Farm Bill: Federal policy focuses on food and agriculture
The farm bill is an omnibus, multiyear law governing an assortment of agriculture and food programs executed by the U.S. Department of Agriculture (USDA). Programs range from crop insurance to healthy food access for low-income families. As organizations are setting their priorities for the 2023 Farm Bill renewal, it’s important to understand what the farm bill covers.
Since the 1930s, Congress has enacted 18 farm bills. The bill is a package of legislation passed roughly every five years. On Dec. 20, 2018, former U.S. President Donald Trump signed the Agriculture Improvement Act of 2018, otherwise known as the 2018 Farm Bill into law. The bill modifies USDA programs addressing the following: commodity support; conservation; trade and international food aid; nutrition assistance; farm credit; rural development; research and Extension activities; forestry; energy; horticulture; crop insurance; livestock; agriculture and food defense; and underserved producers, according to congress.gov.
The National Sustainable Agriculture Coalition notes the farm bill’s chapters are called titles. The numbers and substance matter of the titles change over time, but the 2018 Farm Bill has 12 titles.
Title One: Commodities covers price and income support for farmers who raise crops such as corn, soybeans, wheat, rice, dairy and sugar. This title also includes agriculture disaster assistance.
Title Two: Conservation covers programs to help farmers implement natural resource conservation efforts on working lands, such as pasture, cropland and land retirement and easement programs.
Title Three: Trade includes food export subsidy programs and international food aid programs.
Title Four: Nutrition covers the Supplemental Nutrition Assistance Program, formerly known as food stamps, to assist low-income families with affording food.
Title Five: Credit covers federal loan programs designed to help farmers access the financial credit they need to grow and sustain farming operations.
Title Six: Rural Development covers programs helping to foster rural economic growth through business and community development.
Title Seven: Research, Extension and Related Matters covers farm and food research, education and Extension programs designed to support innovation, and Title Eight: Forestry covers forest-specific conservation programs.
Title Nine: Energy includes programs covering renewable energy systems and supports research related to energy, and Title 10: Horticulture covers farmers’ market and local food programs.
Finally, Title 11: Crop Insurance covers crop insurance, subsidies and the USDA’s Risk Management program, and Title 12: Miscellaneous brings together six advocacy and outreach areas including socially disadvantaged, veteran farmer and ranchers, agricultural labor safety and workforce development and livestock health.
Farm bill costs
The farm bill has two spending categories: mandatory and discretionary. Both types of programs are important, but mandatory programs typically dominate the farm bill debate. Discretionary funding is not funded in the farm bill. Any discretionary appropriations are funded through a separate congressional action.
In 2018, the Congressional Budget Office estimated the cost of mandatory programs in the farm bill was $428 billion for Fiscal Year (FY) 2019-23. Four titles accounted for 99 percent of the 2018 Farm Bill’s mandatory spending: nutrition; commodities; crop insurance and conservation programs. Programs in other farm bill titles accounted for one percent of mandatory spending.
In 2022, the nutrition projection was 84 percent of the farm bill baseline, compared to 76 percent when the 2018 Farm Bill was enacted; compared to 67 percent in the 2008 Farm Bill.
The COVID-19 pandemic and administrative adjustments resulted in sharp increases made to Supplemental Nutrition Assistance Program (SNAP) benefit calculations; which accounts for roughly 80 percent of the farm bill’s budget.
Since FY 2020, Congress and the White House have provided over $30 billion of supplemental pandemic assistance to farms and over $60 billion for nutrition.
Path to a new farm bill
There are four phases to the farm bill process. Each agriculture committee from the House and the Senate drafts, amends and votes on its own bill. Each full chamber then debates, amends and votes on the bill.
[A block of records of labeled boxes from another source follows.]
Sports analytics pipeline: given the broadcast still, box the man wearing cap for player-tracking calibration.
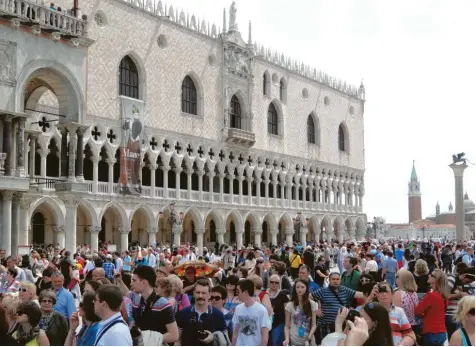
[102,254,115,281]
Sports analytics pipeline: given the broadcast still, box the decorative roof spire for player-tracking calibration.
[410,160,418,182]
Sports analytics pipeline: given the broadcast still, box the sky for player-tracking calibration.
[138,0,476,223]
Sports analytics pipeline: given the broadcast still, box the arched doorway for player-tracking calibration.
[31,212,45,245]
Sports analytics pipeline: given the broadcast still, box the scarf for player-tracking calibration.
[17,325,40,346]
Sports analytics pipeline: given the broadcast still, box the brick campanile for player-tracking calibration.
[408,161,421,223]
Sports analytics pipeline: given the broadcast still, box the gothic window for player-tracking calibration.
[119,55,139,99]
[268,103,278,135]
[230,95,241,129]
[182,76,197,114]
[307,115,316,144]
[339,124,347,152]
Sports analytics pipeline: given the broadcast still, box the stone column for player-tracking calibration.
[107,158,116,194]
[196,228,205,256]
[68,127,78,182]
[236,229,245,250]
[88,226,101,251]
[2,191,12,255]
[28,134,36,182]
[16,118,26,177]
[253,229,263,247]
[197,170,205,201]
[76,128,86,182]
[218,172,225,204]
[60,127,68,179]
[207,172,215,202]
[149,164,158,198]
[63,196,79,253]
[187,169,194,201]
[11,193,21,254]
[18,198,30,246]
[3,116,13,177]
[162,165,170,198]
[270,229,279,246]
[174,168,182,199]
[53,225,66,249]
[450,163,468,241]
[285,229,294,247]
[119,227,132,251]
[299,226,309,247]
[92,155,101,194]
[146,228,157,245]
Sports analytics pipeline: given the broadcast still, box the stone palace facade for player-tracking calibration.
[0,0,367,254]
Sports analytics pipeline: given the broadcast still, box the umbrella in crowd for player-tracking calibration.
[175,260,219,277]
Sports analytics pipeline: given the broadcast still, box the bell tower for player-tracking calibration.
[408,161,421,223]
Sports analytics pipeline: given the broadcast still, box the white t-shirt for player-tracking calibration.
[232,302,271,346]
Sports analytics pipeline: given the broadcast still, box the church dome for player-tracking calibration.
[463,193,474,212]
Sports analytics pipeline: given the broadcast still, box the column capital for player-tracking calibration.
[117,227,132,235]
[88,226,102,234]
[53,225,66,234]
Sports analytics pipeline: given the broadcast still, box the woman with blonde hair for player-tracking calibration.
[167,275,190,313]
[18,281,40,306]
[450,296,475,346]
[413,259,430,299]
[393,268,418,330]
[415,269,450,346]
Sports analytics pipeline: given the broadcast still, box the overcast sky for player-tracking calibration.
[162,0,476,222]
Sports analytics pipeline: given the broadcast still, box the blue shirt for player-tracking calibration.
[383,258,398,273]
[53,288,76,320]
[395,248,405,261]
[76,322,99,346]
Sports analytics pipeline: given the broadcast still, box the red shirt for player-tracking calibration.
[415,292,448,334]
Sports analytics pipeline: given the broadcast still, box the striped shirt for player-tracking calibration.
[312,286,355,326]
[129,292,175,334]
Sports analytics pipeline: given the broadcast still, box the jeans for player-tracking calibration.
[268,323,284,346]
[385,272,397,288]
[423,333,446,346]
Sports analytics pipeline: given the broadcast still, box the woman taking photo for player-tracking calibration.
[13,301,50,346]
[450,296,475,346]
[39,290,68,346]
[64,293,101,346]
[268,275,289,346]
[415,269,450,346]
[283,279,317,346]
[335,302,394,346]
[393,268,418,331]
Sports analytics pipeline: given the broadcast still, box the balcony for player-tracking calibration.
[0,0,88,45]
[226,128,256,147]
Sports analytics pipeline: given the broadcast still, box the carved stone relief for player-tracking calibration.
[0,40,17,87]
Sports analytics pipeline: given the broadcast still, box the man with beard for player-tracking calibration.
[177,279,227,346]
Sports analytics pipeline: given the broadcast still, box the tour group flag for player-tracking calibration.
[119,96,144,194]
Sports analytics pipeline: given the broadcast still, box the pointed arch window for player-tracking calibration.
[230,95,241,129]
[268,103,278,135]
[307,115,316,144]
[339,124,347,152]
[182,76,197,115]
[119,55,139,99]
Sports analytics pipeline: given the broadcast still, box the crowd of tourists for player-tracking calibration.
[0,240,475,346]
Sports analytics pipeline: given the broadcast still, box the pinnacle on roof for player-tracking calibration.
[410,160,418,182]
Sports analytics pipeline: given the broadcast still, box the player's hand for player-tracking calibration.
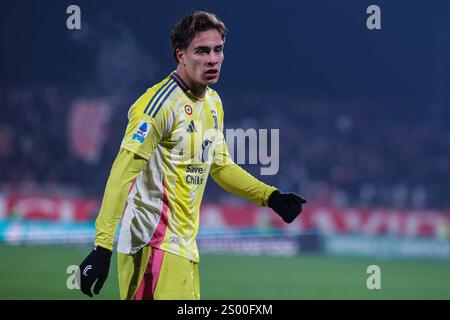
[77,246,112,298]
[268,190,306,223]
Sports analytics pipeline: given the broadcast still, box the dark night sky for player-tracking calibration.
[0,0,450,98]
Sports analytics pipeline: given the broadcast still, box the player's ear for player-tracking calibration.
[175,49,186,66]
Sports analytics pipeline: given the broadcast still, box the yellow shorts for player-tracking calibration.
[117,246,200,300]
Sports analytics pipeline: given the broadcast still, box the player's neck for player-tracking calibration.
[176,64,208,99]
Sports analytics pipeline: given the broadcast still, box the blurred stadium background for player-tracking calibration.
[0,0,450,299]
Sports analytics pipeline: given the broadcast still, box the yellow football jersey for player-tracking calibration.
[96,72,276,262]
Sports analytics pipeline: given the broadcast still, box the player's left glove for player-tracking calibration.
[77,246,112,298]
[268,190,306,223]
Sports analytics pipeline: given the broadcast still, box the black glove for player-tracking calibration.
[268,190,306,223]
[77,246,112,297]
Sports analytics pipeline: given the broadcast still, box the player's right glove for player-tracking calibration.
[77,246,112,298]
[267,190,306,223]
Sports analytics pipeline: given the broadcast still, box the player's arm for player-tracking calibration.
[79,91,167,297]
[210,114,306,223]
[95,148,147,251]
[210,132,277,206]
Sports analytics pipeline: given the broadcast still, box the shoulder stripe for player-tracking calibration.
[144,79,173,113]
[147,81,177,115]
[151,83,177,118]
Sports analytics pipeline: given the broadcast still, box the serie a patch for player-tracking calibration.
[133,120,150,143]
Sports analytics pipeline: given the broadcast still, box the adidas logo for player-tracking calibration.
[186,120,197,133]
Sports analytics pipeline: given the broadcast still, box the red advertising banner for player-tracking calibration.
[0,196,450,238]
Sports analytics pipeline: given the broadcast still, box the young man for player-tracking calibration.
[79,12,306,299]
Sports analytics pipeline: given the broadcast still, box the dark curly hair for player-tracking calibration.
[170,11,228,63]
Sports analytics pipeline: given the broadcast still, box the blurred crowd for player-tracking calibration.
[0,86,450,208]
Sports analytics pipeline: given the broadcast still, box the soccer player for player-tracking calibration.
[79,11,306,299]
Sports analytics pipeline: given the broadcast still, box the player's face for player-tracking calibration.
[181,29,223,85]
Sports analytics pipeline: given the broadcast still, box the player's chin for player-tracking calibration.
[205,76,219,85]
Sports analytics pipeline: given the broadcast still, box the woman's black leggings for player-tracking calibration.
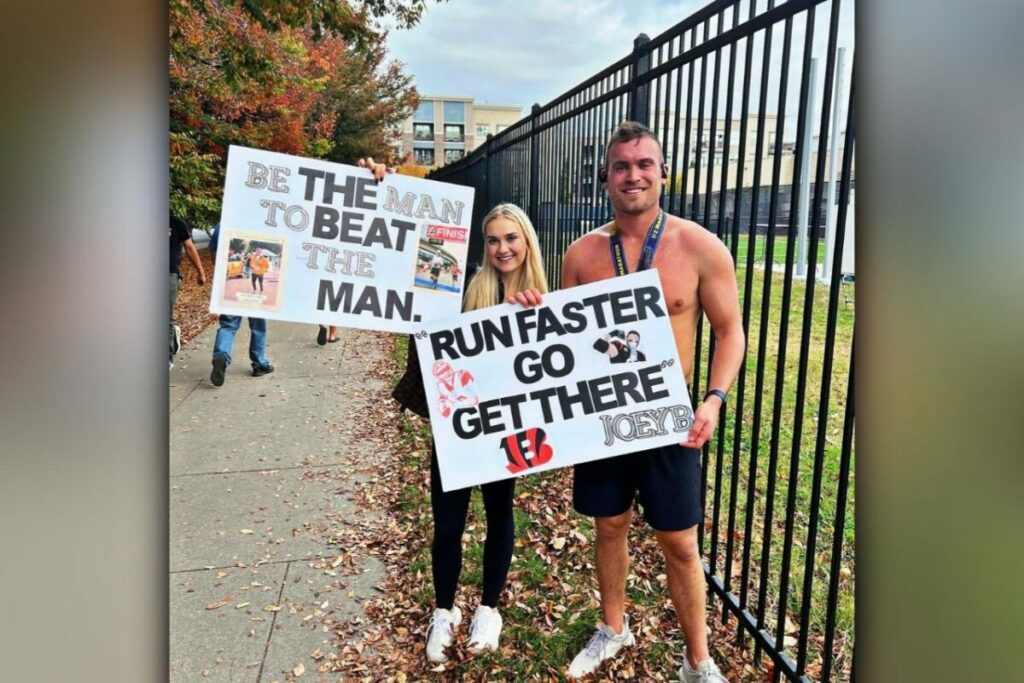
[430,451,515,609]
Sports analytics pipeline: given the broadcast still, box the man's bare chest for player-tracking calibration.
[580,245,699,317]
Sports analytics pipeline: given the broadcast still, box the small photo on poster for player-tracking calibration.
[413,223,469,296]
[221,230,285,310]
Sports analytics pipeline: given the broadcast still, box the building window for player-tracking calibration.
[413,150,434,166]
[413,123,434,142]
[444,123,466,142]
[414,99,434,121]
[444,102,466,123]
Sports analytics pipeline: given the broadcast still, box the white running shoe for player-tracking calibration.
[427,607,462,661]
[679,647,729,683]
[568,615,636,678]
[469,605,502,654]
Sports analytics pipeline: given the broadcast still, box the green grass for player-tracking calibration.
[723,234,825,267]
[701,264,856,667]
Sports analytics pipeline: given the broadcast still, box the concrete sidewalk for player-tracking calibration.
[169,321,387,683]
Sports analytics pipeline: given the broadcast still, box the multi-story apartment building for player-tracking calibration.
[396,95,523,168]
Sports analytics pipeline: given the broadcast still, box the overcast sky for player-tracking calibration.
[388,0,707,112]
[380,0,854,138]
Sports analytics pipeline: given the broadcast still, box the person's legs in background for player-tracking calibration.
[168,272,181,368]
[249,317,273,377]
[210,315,239,386]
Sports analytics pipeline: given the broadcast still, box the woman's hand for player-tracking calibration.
[505,288,544,307]
[356,157,394,182]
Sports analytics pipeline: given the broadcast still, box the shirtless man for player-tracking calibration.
[517,122,744,683]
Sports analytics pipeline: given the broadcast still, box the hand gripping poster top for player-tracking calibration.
[210,145,473,333]
[414,269,693,490]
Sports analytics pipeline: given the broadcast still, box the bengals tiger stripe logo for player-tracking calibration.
[501,427,555,474]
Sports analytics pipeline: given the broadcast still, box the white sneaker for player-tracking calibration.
[679,647,729,683]
[568,616,636,678]
[469,605,502,654]
[427,607,462,661]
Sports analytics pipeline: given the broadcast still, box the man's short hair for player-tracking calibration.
[604,121,665,171]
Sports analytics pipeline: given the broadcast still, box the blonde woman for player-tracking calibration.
[426,204,548,661]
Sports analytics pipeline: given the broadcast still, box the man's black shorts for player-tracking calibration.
[572,443,701,531]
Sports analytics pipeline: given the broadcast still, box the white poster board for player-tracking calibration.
[415,270,693,490]
[210,145,473,333]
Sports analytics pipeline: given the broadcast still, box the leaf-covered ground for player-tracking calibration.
[174,249,217,346]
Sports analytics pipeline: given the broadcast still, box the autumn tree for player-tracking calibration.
[169,0,432,225]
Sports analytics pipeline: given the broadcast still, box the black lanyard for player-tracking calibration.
[609,209,665,275]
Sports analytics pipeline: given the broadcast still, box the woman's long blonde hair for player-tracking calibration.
[465,204,548,310]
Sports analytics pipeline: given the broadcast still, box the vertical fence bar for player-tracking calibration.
[735,0,785,637]
[794,0,841,674]
[629,33,650,126]
[718,2,754,624]
[819,85,856,681]
[772,6,814,683]
[751,10,793,661]
[694,2,728,573]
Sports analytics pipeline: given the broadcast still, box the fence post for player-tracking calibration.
[480,133,494,208]
[528,102,541,225]
[629,33,650,126]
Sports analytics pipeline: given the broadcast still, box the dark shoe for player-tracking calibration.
[210,356,227,386]
[253,362,273,377]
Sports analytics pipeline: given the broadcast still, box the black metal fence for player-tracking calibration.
[430,0,855,681]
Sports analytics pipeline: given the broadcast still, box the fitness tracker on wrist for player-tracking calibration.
[705,389,725,405]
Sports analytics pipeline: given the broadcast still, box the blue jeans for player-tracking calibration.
[213,315,270,367]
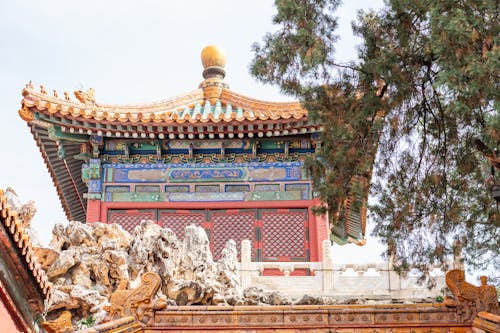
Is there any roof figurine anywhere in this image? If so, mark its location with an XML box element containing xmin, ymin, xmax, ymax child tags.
<box><xmin>19</xmin><ymin>45</ymin><xmax>366</xmax><ymax>244</ymax></box>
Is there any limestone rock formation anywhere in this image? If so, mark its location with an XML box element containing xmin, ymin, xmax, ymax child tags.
<box><xmin>36</xmin><ymin>221</ymin><xmax>244</xmax><ymax>322</ymax></box>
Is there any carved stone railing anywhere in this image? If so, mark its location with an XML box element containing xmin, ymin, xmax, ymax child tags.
<box><xmin>240</xmin><ymin>240</ymin><xmax>445</xmax><ymax>299</ymax></box>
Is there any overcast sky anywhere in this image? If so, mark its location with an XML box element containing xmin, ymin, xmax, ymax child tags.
<box><xmin>0</xmin><ymin>0</ymin><xmax>382</xmax><ymax>263</ymax></box>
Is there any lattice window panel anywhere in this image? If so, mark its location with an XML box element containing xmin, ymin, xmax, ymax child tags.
<box><xmin>211</xmin><ymin>212</ymin><xmax>255</xmax><ymax>260</ymax></box>
<box><xmin>262</xmin><ymin>212</ymin><xmax>307</xmax><ymax>258</ymax></box>
<box><xmin>159</xmin><ymin>211</ymin><xmax>205</xmax><ymax>240</ymax></box>
<box><xmin>108</xmin><ymin>210</ymin><xmax>156</xmax><ymax>233</ymax></box>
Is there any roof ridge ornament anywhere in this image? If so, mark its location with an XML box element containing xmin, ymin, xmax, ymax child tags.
<box><xmin>200</xmin><ymin>45</ymin><xmax>229</xmax><ymax>105</ymax></box>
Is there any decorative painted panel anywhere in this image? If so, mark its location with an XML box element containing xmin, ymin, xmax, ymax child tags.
<box><xmin>262</xmin><ymin>210</ymin><xmax>307</xmax><ymax>260</ymax></box>
<box><xmin>103</xmin><ymin>162</ymin><xmax>307</xmax><ymax>183</ymax></box>
<box><xmin>106</xmin><ymin>191</ymin><xmax>304</xmax><ymax>202</ymax></box>
<box><xmin>105</xmin><ymin>185</ymin><xmax>130</xmax><ymax>193</ymax></box>
<box><xmin>194</xmin><ymin>185</ymin><xmax>220</xmax><ymax>193</ymax></box>
<box><xmin>158</xmin><ymin>210</ymin><xmax>205</xmax><ymax>239</ymax></box>
<box><xmin>165</xmin><ymin>185</ymin><xmax>189</xmax><ymax>193</ymax></box>
<box><xmin>254</xmin><ymin>184</ymin><xmax>280</xmax><ymax>192</ymax></box>
<box><xmin>108</xmin><ymin>209</ymin><xmax>156</xmax><ymax>233</ymax></box>
<box><xmin>224</xmin><ymin>184</ymin><xmax>250</xmax><ymax>192</ymax></box>
<box><xmin>135</xmin><ymin>185</ymin><xmax>160</xmax><ymax>193</ymax></box>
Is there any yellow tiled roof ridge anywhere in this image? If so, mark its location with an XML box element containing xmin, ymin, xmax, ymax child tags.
<box><xmin>19</xmin><ymin>84</ymin><xmax>307</xmax><ymax>123</ymax></box>
<box><xmin>0</xmin><ymin>189</ymin><xmax>52</xmax><ymax>299</ymax></box>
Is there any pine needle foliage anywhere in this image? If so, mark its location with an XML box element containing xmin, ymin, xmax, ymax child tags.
<box><xmin>251</xmin><ymin>0</ymin><xmax>500</xmax><ymax>279</ymax></box>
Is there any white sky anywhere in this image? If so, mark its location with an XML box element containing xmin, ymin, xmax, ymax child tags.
<box><xmin>0</xmin><ymin>0</ymin><xmax>383</xmax><ymax>263</ymax></box>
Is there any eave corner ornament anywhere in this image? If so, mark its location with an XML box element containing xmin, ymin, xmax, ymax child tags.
<box><xmin>445</xmin><ymin>269</ymin><xmax>499</xmax><ymax>322</ymax></box>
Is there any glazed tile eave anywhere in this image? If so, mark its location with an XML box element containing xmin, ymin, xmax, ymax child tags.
<box><xmin>20</xmin><ymin>85</ymin><xmax>307</xmax><ymax>125</ymax></box>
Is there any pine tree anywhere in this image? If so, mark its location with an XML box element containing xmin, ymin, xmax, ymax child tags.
<box><xmin>251</xmin><ymin>0</ymin><xmax>500</xmax><ymax>278</ymax></box>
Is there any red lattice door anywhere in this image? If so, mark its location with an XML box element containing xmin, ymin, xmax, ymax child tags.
<box><xmin>108</xmin><ymin>209</ymin><xmax>156</xmax><ymax>233</ymax></box>
<box><xmin>158</xmin><ymin>210</ymin><xmax>205</xmax><ymax>239</ymax></box>
<box><xmin>261</xmin><ymin>209</ymin><xmax>309</xmax><ymax>261</ymax></box>
<box><xmin>210</xmin><ymin>210</ymin><xmax>256</xmax><ymax>260</ymax></box>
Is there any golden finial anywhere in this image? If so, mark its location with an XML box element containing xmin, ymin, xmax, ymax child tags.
<box><xmin>201</xmin><ymin>45</ymin><xmax>226</xmax><ymax>69</ymax></box>
<box><xmin>200</xmin><ymin>45</ymin><xmax>229</xmax><ymax>105</ymax></box>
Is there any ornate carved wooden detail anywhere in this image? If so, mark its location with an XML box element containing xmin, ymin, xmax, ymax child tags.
<box><xmin>109</xmin><ymin>272</ymin><xmax>167</xmax><ymax>323</ymax></box>
<box><xmin>42</xmin><ymin>311</ymin><xmax>74</xmax><ymax>333</ymax></box>
<box><xmin>445</xmin><ymin>269</ymin><xmax>498</xmax><ymax>322</ymax></box>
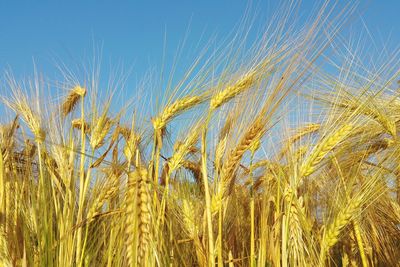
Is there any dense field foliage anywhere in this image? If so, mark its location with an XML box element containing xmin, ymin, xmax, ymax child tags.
<box><xmin>0</xmin><ymin>2</ymin><xmax>400</xmax><ymax>266</ymax></box>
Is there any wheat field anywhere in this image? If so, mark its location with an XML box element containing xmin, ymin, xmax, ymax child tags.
<box><xmin>0</xmin><ymin>2</ymin><xmax>400</xmax><ymax>267</ymax></box>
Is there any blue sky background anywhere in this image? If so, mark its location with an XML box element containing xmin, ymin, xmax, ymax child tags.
<box><xmin>0</xmin><ymin>0</ymin><xmax>400</xmax><ymax>102</ymax></box>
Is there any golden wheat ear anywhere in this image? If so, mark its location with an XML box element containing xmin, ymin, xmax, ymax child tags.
<box><xmin>61</xmin><ymin>85</ymin><xmax>86</xmax><ymax>117</ymax></box>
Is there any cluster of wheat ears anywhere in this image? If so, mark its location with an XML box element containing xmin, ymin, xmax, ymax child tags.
<box><xmin>0</xmin><ymin>2</ymin><xmax>400</xmax><ymax>266</ymax></box>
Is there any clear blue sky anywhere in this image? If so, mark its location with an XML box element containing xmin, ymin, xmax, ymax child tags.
<box><xmin>0</xmin><ymin>0</ymin><xmax>400</xmax><ymax>96</ymax></box>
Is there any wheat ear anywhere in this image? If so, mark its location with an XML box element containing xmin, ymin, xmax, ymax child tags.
<box><xmin>300</xmin><ymin>124</ymin><xmax>354</xmax><ymax>177</ymax></box>
<box><xmin>61</xmin><ymin>85</ymin><xmax>86</xmax><ymax>117</ymax></box>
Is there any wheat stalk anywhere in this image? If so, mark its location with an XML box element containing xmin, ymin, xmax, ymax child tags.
<box><xmin>61</xmin><ymin>85</ymin><xmax>86</xmax><ymax>117</ymax></box>
<box><xmin>300</xmin><ymin>124</ymin><xmax>354</xmax><ymax>177</ymax></box>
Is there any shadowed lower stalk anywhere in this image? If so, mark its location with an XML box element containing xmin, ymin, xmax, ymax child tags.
<box><xmin>249</xmin><ymin>140</ymin><xmax>260</xmax><ymax>267</ymax></box>
<box><xmin>201</xmin><ymin>112</ymin><xmax>215</xmax><ymax>266</ymax></box>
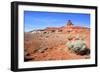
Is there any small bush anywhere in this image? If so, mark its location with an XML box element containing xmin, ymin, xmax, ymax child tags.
<box><xmin>67</xmin><ymin>40</ymin><xmax>86</xmax><ymax>54</ymax></box>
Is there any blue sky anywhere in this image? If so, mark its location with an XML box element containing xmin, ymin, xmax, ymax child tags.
<box><xmin>24</xmin><ymin>11</ymin><xmax>90</xmax><ymax>32</ymax></box>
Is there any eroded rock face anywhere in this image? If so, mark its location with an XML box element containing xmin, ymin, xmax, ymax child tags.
<box><xmin>24</xmin><ymin>21</ymin><xmax>90</xmax><ymax>61</ymax></box>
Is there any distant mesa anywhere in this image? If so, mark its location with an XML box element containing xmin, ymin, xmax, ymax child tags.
<box><xmin>65</xmin><ymin>20</ymin><xmax>74</xmax><ymax>27</ymax></box>
<box><xmin>30</xmin><ymin>20</ymin><xmax>89</xmax><ymax>33</ymax></box>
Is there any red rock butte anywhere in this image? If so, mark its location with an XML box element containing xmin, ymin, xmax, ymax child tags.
<box><xmin>24</xmin><ymin>20</ymin><xmax>90</xmax><ymax>61</ymax></box>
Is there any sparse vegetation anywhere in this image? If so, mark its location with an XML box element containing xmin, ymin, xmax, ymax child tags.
<box><xmin>67</xmin><ymin>40</ymin><xmax>87</xmax><ymax>54</ymax></box>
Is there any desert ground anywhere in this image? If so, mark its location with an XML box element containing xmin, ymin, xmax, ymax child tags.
<box><xmin>24</xmin><ymin>21</ymin><xmax>91</xmax><ymax>62</ymax></box>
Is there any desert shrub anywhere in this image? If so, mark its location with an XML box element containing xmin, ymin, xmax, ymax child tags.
<box><xmin>67</xmin><ymin>34</ymin><xmax>74</xmax><ymax>40</ymax></box>
<box><xmin>75</xmin><ymin>34</ymin><xmax>85</xmax><ymax>40</ymax></box>
<box><xmin>67</xmin><ymin>40</ymin><xmax>86</xmax><ymax>54</ymax></box>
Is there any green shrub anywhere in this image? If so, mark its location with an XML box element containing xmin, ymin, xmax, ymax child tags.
<box><xmin>67</xmin><ymin>40</ymin><xmax>86</xmax><ymax>53</ymax></box>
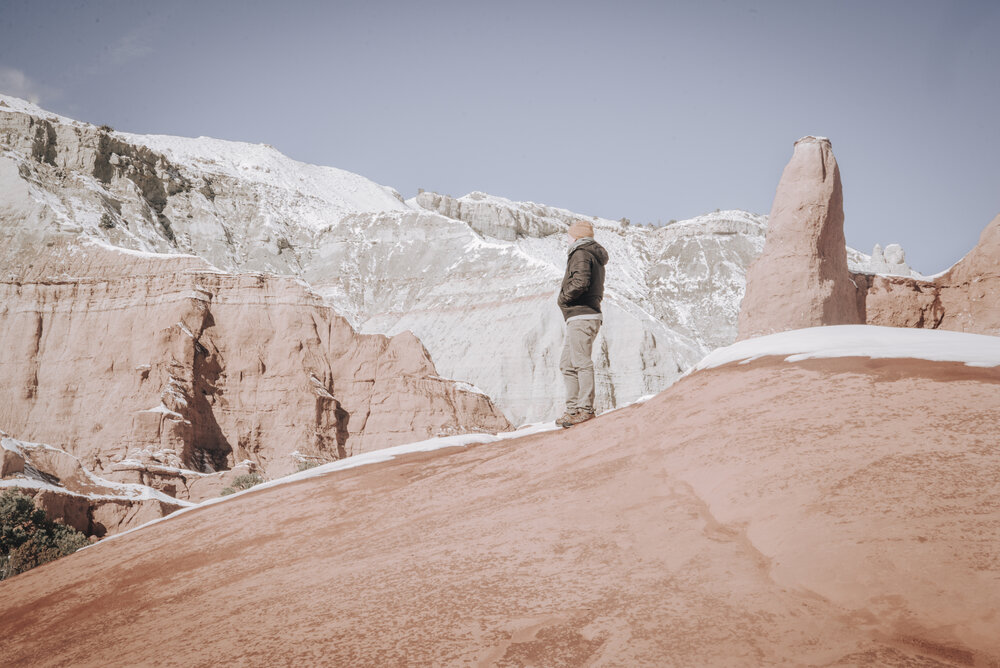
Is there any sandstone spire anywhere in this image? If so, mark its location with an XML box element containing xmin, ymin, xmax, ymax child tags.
<box><xmin>738</xmin><ymin>136</ymin><xmax>862</xmax><ymax>339</ymax></box>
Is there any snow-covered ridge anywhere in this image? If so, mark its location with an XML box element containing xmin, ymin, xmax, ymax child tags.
<box><xmin>693</xmin><ymin>325</ymin><xmax>1000</xmax><ymax>370</ymax></box>
<box><xmin>0</xmin><ymin>437</ymin><xmax>194</xmax><ymax>506</ymax></box>
<box><xmin>116</xmin><ymin>132</ymin><xmax>408</xmax><ymax>220</ymax></box>
<box><xmin>95</xmin><ymin>420</ymin><xmax>564</xmax><ymax>549</ymax></box>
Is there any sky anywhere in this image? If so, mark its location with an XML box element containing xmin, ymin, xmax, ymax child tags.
<box><xmin>0</xmin><ymin>0</ymin><xmax>1000</xmax><ymax>274</ymax></box>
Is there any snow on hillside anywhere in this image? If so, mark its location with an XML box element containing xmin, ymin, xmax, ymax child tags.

The full House of Representatives debates the House of Agriculture Committee version and the full Senate debates on the Senate Agriculture Committee version, shares the National Sustainable Agriculture Coalition webpage.
Leaders from the House and the Senate, including committee chairs, form a conference committee to combine the bills. A vote is taken on the combined final bill and then sent to the White House for the president’s signature.
Once the farm bill is signed into law, an appropriations process takes place to set aside funds in the federal budget to fund the programs in the farm bill.
The current farm bill expires in September 2023, but given the size and implications of the programs, it’s already farm bill season for groups with a stake in the bill. Currently, major U.S. agricultural production groups are pulling together their requests for the next farm bill.